All of our experiments are reviewed and authorized by the Hungarian Egyesített Pszichológiai Kutatásetikai Bizottság (Unified Psychological Ethics Committee). Participation in all our studies in voluntary, and consent can be revoked at any stage of the experiment without justification.
Age range: 6-15 months
Question(s): Do babies notice important changes in the videos presented to them?
Assumption: The more unexpected, the more “surprising” a series of events is or the more it violates the expectation of babies, the longer they will look at the last, still frame of a movie. For instance, after babies see a dog playing with a ball in a video, they will be surprised to see a cat instead of the ball.
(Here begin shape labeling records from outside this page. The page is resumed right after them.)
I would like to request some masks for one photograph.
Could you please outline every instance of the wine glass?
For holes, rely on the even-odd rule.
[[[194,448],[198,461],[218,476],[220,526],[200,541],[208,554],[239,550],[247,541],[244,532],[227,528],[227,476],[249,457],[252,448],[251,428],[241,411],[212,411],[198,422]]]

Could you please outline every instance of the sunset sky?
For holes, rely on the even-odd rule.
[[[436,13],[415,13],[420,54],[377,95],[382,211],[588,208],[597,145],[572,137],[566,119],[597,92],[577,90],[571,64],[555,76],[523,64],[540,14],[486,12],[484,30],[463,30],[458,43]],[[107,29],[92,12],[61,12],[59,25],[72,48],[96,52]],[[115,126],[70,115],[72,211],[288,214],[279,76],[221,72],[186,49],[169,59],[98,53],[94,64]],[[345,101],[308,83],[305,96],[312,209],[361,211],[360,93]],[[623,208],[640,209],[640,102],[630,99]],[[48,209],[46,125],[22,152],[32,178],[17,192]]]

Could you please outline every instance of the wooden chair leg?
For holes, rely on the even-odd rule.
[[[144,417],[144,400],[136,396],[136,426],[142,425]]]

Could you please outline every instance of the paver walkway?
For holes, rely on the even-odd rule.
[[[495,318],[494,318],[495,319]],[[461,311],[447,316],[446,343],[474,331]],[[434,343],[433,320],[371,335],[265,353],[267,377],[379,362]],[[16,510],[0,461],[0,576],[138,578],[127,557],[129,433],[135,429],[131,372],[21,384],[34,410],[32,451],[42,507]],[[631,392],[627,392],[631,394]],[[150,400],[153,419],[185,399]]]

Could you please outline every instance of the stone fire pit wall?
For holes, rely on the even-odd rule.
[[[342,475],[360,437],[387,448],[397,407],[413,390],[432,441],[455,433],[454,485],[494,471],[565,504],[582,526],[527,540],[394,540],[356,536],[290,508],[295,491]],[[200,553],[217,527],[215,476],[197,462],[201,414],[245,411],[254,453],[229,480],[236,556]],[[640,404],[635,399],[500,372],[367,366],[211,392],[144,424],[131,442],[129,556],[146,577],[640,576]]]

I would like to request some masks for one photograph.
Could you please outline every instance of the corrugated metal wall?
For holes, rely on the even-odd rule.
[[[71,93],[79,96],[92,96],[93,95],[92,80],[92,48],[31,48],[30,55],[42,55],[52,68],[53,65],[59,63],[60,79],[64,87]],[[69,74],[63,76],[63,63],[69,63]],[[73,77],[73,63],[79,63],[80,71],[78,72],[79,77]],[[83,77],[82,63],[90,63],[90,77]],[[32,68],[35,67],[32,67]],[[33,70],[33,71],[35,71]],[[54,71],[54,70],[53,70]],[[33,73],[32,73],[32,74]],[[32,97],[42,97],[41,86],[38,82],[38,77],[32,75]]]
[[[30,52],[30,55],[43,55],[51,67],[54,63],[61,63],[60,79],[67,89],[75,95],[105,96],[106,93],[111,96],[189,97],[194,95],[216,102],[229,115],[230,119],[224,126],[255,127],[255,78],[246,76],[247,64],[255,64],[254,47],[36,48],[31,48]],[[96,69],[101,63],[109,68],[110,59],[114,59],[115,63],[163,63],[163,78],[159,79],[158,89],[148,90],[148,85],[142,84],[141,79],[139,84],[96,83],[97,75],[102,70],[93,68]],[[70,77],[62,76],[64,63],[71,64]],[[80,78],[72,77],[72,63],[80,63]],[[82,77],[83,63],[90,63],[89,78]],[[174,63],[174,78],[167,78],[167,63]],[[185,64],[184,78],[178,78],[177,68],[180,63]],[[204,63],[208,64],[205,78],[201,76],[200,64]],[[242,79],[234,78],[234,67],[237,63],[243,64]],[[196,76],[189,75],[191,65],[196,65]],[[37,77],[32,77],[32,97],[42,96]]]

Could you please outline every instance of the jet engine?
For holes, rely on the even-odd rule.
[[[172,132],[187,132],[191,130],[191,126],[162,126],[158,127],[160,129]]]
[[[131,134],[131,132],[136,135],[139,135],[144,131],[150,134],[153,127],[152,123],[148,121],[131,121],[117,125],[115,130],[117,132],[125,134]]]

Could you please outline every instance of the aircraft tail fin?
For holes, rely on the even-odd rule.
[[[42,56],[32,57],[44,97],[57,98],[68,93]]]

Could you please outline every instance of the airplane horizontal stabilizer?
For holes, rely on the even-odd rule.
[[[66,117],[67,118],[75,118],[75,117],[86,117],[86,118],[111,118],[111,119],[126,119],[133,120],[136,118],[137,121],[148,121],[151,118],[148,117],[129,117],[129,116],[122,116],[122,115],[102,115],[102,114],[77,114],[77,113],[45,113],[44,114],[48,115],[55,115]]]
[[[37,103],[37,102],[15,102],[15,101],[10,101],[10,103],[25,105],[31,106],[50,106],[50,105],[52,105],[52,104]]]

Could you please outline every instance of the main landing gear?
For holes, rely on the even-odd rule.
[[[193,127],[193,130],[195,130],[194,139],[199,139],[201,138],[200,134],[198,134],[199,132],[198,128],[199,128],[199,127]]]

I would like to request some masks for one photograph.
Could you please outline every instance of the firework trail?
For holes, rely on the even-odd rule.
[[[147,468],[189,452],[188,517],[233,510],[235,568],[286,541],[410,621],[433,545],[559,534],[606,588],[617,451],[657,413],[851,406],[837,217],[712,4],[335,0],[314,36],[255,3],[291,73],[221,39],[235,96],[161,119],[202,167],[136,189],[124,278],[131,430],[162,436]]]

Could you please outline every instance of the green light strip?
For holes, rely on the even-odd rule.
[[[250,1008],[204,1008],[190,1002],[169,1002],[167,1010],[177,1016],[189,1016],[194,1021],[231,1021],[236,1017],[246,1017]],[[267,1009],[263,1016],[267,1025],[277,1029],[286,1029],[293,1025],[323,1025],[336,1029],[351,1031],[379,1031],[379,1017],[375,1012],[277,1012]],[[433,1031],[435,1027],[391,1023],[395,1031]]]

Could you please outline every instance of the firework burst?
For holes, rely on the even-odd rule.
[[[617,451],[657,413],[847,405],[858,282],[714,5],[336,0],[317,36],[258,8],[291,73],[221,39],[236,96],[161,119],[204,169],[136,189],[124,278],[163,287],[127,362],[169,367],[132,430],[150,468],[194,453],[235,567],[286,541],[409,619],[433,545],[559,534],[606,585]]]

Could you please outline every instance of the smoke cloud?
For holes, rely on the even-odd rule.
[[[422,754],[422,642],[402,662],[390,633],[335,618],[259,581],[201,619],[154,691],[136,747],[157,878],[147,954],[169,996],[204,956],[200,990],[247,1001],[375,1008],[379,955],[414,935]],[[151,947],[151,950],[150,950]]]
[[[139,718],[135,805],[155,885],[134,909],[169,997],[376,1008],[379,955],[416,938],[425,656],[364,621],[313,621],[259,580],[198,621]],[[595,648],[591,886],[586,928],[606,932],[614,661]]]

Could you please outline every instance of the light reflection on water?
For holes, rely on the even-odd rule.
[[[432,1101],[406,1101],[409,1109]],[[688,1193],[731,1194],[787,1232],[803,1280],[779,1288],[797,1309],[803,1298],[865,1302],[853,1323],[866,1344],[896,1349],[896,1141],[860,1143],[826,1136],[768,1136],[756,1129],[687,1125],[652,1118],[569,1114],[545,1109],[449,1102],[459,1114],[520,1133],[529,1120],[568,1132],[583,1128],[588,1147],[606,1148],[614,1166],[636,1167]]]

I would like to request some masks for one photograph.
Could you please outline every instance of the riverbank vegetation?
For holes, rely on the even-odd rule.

Procedure: We record the babies as they watch the experimental stimuli (seated in their parent’s lap), and we later code the videos, establishing the babies’ looking times in milliseconds. We compare the looking times of the babies between different videos. If we find that there is significant difference in the time babies spent looking at different videos, we assume that babies have noticed the differences in these events, or that they are surprised to see a certain results that is unexpected for them.
Example: One of our studies have explored whether 9 months old babies notice a change in the number or identity of entities or objects. In a study, infants saw 3 ducks on a table. Changes were made in the scene in two ways: one group of the infants saw 2 ducks instead of 3, while another group saw 3 buckets instead of ducks. We have observed that in case the experimenter doesn’t talk to the babies during the events, only executes the switch, the babies notice the change in number more often than the change in identity. This means that they look longer at an outcome when 3 objects became 2, but they don’t look longer if they see different objects compared to the originals. However, this pattern of looking is reversed in a communicative situation: if the experimenter greets the infants and smiles at them, the babies notice the identity changed more often. We assume that the explanation for this finding is that communication draws the attention of babies to the unique details of objects.